March 31-April 29 – Shofuso Views exhibition.  Loosely inspired by Hokusai's 36 Views of Mt. Fuji, this series of instant photographs captures both intimate and broad details, creating a spanning
portrait of Shofuso as both a concrete reality and dream-like space. Free at Shofuso’s Sakura
Pavilion weekends in April from 11am-4pm.

May 5-July 1 – The Way Home installation Within this 7-panel folding screen, or byoubu, west
and east synthesize. The byoubu flanks initial entry in to the house, confronting and enrapturing
visitors with a vibrant, colorful display in Shofuso's early summer foliage.

July 5-15 – Monsters in Sacred Spaces installation. This video installation challenges the
pervading atmosphere of reverence, serenity, and untouchability in the Shofuso experience.
A collage video piece depicts scenes from films in which sacred, traditional, and old-world
structures are the brunt or host of destruction.

August 1 – Shades of Truth installation. Shofuso's multicolor gravel which lines the entrance
pathway will be rearranged into gradients of light-to-dark. This piece taps into the concept of
historical interpretation and the idea that Shofuso, as well as all "historical" representations;
contain shades of truth and fact rather than pure truth and fact.

September 5-16 – 575 Haiku installation. This exhibit draws heavily on the strict haiku form as a
means to draft a color-based narrative about Shofuso, centered on tea ceremony.

October 4-28 – The Way Home installation. With this 7-panel folding screen, or byoubu, the
vibrant, colorful installation will be reinterpreted in autumn foliage.

November 10 & 11 and 17 & 18 – Hanafubuki installation and tea service. Recreating the
experience of hanafubuki or cherry blossom snow, visible from afar. Shofuso will be open on
Saturday and Sunday for limited hours in November and will feature hot cups of matcha, or
green tea, stirred with milk, creating an intimate cherry blossom viewing with a chill.

Wednesday, September 28, 2011

A CHANCE DISCOVERY

I was reading an old volume of Haiku, and stumbled upon one that resonates so concisely with the TRUTH OF THE BLOSSOM installation that I was startled.

ASHES MY BURNT HUT...
          BUT WONDERFUL
          THE CHERRY
BLOOMING ON MY HILL
                     -Hokushi

I feel as though this installation has now connected to a lineage of thought and living-metaphor ages old.

Wednesday, July 20, 2011

TRUTH OF THE BLOSSOM





Concept: In my efforts to help Japan in a time of need, I could not help but frame my response to the March earthquake artistically rather than philanthropically.

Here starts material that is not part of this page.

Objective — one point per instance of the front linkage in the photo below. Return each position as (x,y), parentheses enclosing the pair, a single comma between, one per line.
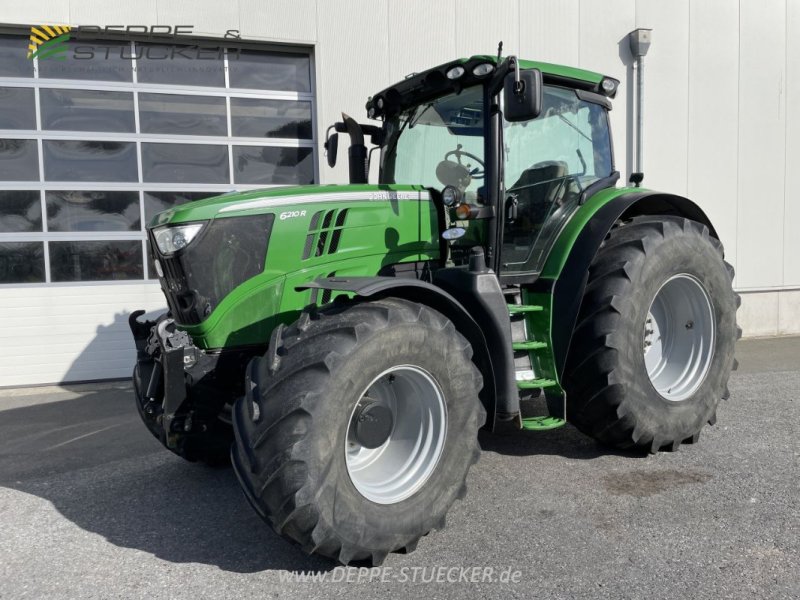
(179,391)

I was seized by a profound mental image : A fault line drawn with cherry blossom petals. The poetry of the image had truth, because as the earthquake and tsunami struck, and as the nuclear hazard increased daily, the Sakura Blossoms flourished and fell here in Philly. I saw nature creating this amazing and poignant statement about the passing quality of all things, good and bad. I felt hope for healing.

TRUTH OF THE BLOSSOM is a site-specific installation work at "Shofuso Japanese House and Garden." This piece was a commission sponsored by the Heritage Philadelphia Program (PEW). It functions as an ephemeral memorial for the March 11th earthquake. I created a mark that was derived from the major fault lines of Japan, but rendered specifically to the berms of shofuso's viewing garden. The jagged mark, which suggests fractures (in the landscape, in time, in the normal function of things) breaks boundaries and extends beyond Shofuso's fence.



MATERIAL: The color pink, representing cherry blossoms, was made from a mixture of Pulverized Limestone and Pulverized Washable Chalk. Limestone is a restorative material and is beneficial to soil PH levels. Therefore I was able to use a healing material in an artwork meant to representing healing. Form fitting function!



TRUTH OF THE BLOSSOM was displayed on Father's Day. Shofuso organized a full day of Tea Ceremonies to generate a relief fund for Miyagi Prefecture, particularly the city of Sendai (we raised $7,000!!). The tea ceremonies shared a kindred relationship to the TRUTH OF THE BLOSSOM. Both my artwork and Sadou (the way of tea) uses a material that is pulverized and beaten into a powder (Leaves for tea, stone for my installation). The tea master (Taeko Sensei) and I used those different powders to create fleeting life-giving experiences. Creation rises from destruction!